Daha sonra Beni Sofya Gizli İstihbarat sorgulama Merkezine aldılar ve burada 4 ay akıl almaz işkenceler gördüm. Çok dövüldüm, elektrik verdiler. İnanılmaz acı dolu günler yaşadım. Bu arada annem öldü ve cenazesine gitmeme bile izin vermediler. Üstelik de annemi Bulgar mezarlığına gömdüler. Ben şimdi bayramlarda hem Türk Mezarlığına gidiyorum baba için, hem de Hrıstiyan Mezarlığına gidiyorum annem için.
Daha sonra tam 5 yıl boyunca gezmediğim hapishane görmediğim işkence kalmadı. Tek suçum Türk ve Müslüman gibi yaşamak istememdi.
3 çocuğumu ve eşimi 5 yıl boyunca hiç görmedim. 2 kızım bir de oğlum vardı. Benim için en acı olaylardan bir tanesi de 16 yaşındaki oğlumun da ayrı hapishanelerde tutularak işkencelere maruz kaldığını öğrenmem oldu.
Bizim Osmanlı’da tüm etnik gruplara gösterilen hoşgörü saygı asla hiçbir devlette yok. Biz dilimiz ve dinimiz için çok hor görüldük. Çok işkenceler gördük. Ama yine de demokrasi o ülkelerin dillerinden düşmez. O zamanlarda bu zamanlar gibi Müslümanlara yapılan Türklere yapılan her işkenceye her zulme Dünya basını kör ve dilsiz.
Türkiye her zaman güvenli limanımız olmuştur. Balkanlarda nerede bir zulüm olsa hep Türkiye’nin kucağına koştuk. Bulgaristan’da meydana gelen kalkışma sonrası bizi Bulgaristan’dan kovdular. 12 saat süre tanıdılar. Eşya getiremedik. Kavaklı’da bulunan Çadır Kente geldik.
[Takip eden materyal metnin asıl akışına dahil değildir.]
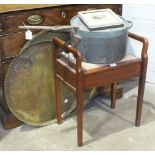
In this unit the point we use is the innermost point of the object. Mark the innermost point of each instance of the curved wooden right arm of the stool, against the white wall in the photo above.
(144, 42)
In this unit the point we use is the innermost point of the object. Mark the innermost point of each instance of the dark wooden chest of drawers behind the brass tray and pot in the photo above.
(12, 39)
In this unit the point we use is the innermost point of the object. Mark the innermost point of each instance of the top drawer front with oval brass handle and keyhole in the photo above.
(55, 16)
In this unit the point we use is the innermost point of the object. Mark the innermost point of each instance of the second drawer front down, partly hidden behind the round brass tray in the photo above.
(12, 44)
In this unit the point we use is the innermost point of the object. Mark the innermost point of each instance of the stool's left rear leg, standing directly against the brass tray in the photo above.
(58, 99)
Burada 1 ay kadar kaldık. Türkiye bizi çok güzel karşıladı, hemen karnımızı doyurdular. Sonra Babaeski Nadırlı’da bir ev verdiler ve sağlıkçı olduğum için bana hemen hastanede iş verdiler. Sonrasın da ise Babaeski’de kendi düzenimi kurdum. “
Verdiği mücadeleler sonrasında Babaeski’de yaşamına devam eden Seyid Ali Aliş Akgün’e Devlet tarafından 2009 yılında Vatana Hizmet madalyası ve gazilik ünvanı verildi.